Voici mon avis en lien avec ma longue expérience d'expert ergonome du système scolaire:

avis basé sur des recherches objectives et l'observation la plus neutre possible des situations scolaires actuelles et des conditions de vie et de travail des élèves quels que soient leurs niveaux scolaires;

avis basé sur les connaissances scientifiques des neurosciences qui sont sûres et sans parti pris et qui affirment comment le cerveau varie durant la journée d'éveil avec un pic d'éveil à partir de 15h l'après-midi. Données exactes et scientifiquement démontrées qui ne peuvent être mises en cause;

avis qui s'appuie sur des données exactes du fonctionnement du cerveau humain et non sur des certitudes construites par l'observation des dysfonctionnements actuels des établissements scolaires qui aménagent les temps de façon non respectueuse des rythmes chronobiologiques du cerveau humain et épuisent les élèves dès le matin dans des activités inadaptées à leur état d'éveil cérébral. Organisation ayant des effets délétères sur la disponibilité des élèves au travail scolaire au point que certains affirment que les élèves ont un pic d'attention le matin et justifient ainsi d'arrêter les temps scolaires à 15h30 voire même dans certaines écoles à 15h. Nous pouvons affirmer que, dans ces situations-là, les enseignants auront de plus en plus de mal à permettre à TOUS les élèves de s'approprier les programmes!

 

Alors que penser des nouveaux horaires d'école proposés aux élèves? La semaine avec le mercredi matin serait-elle plus efficace pour la réussite des élèves? Finir les apprentissages scolaires en début d'après-midi est-ce une modalité qui va permettre de combattre l'échec scolaire?
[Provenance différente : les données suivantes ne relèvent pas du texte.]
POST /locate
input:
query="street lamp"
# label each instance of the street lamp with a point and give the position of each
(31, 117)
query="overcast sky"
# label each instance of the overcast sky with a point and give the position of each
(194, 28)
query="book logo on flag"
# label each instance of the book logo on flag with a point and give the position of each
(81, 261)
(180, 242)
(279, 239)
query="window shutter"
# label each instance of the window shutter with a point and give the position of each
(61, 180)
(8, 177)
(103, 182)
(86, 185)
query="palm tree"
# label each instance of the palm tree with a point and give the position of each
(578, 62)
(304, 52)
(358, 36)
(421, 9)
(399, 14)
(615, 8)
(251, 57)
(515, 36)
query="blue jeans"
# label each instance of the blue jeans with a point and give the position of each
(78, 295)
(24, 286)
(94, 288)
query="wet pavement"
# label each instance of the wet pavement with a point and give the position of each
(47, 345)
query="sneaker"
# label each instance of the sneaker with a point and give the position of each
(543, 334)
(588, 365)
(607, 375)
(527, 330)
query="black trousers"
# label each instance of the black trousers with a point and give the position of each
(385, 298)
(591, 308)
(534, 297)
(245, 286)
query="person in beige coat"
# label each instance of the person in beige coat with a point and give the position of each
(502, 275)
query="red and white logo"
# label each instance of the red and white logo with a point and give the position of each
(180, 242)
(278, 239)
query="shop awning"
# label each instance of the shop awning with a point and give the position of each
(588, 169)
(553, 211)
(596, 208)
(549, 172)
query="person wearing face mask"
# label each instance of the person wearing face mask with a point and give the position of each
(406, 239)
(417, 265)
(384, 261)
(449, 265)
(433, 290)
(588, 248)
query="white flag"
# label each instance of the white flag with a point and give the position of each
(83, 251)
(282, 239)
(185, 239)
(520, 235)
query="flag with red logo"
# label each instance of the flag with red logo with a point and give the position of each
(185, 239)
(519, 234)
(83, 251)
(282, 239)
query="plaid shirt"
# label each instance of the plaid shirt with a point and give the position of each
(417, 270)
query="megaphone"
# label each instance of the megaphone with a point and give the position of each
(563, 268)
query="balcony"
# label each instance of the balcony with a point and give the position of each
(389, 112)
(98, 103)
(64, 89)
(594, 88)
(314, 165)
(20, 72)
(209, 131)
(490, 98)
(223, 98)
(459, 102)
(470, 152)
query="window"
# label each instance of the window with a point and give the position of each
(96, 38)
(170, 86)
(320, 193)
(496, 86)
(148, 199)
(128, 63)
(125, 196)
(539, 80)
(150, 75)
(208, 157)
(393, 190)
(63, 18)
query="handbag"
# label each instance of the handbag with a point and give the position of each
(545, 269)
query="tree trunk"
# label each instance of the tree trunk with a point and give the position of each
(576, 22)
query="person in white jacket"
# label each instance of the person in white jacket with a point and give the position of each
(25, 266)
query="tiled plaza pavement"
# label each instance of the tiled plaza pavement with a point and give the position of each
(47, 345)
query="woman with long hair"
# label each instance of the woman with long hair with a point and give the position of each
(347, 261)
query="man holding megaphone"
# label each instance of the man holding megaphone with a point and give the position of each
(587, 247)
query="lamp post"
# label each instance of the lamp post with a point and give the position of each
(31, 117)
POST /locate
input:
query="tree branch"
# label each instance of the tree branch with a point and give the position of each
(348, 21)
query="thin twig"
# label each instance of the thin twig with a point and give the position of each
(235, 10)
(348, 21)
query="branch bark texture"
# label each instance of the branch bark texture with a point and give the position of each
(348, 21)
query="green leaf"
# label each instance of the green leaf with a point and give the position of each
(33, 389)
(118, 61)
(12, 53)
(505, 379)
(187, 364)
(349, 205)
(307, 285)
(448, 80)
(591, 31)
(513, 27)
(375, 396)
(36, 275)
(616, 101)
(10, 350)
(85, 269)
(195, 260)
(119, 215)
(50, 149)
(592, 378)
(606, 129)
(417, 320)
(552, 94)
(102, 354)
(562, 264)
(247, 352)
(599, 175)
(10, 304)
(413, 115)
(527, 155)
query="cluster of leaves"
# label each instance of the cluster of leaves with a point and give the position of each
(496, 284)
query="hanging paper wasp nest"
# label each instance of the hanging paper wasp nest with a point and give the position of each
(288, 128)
Vous comprenez sans difficulté que je puisse écrire que les nouveaux temps scolaires risquent d'agraver encore les difficultés de tous pour faire leur métier, les enseignants auront des élèves fatigués par des levers trés matinaux tous les jours de la semaine ( car tous les élèves n'habitent pas à côté de l'école), les mairies et associations ne travaillant pas toujours dans une relation proche avec les enseignants auront du mal à faire des liens et à donner de la cohérence entre temps périscolaires et scolaires pour ne pas gaspiller ce temps si précieux entre 15h30 et 16h30 pour le développement intellectuel de l'élève. N'oublions pas non plus les élèves dans cette nouvelle galère qui vont vite se demander quand vont-ils pouvoir apprendre leurs leçons? A 18h30 en rentrant à la maison alors qu'ils seront épuisés par une longue journée dans les locaux de l'école!

En bref les nouveaux temps scolaires ouvrent un champ d'exigences immense si le but est d'accompagner plus efficacement le développement intellectuel de l'enfant. Tous sont concernés y compris les parents qui devront être encore plus rigoureux quant au respect des durées de sommeil nocturne de l'enfant afin qu'il puisse être pendant la journée un élève efficace.

A nos chantiers respectifs!!!!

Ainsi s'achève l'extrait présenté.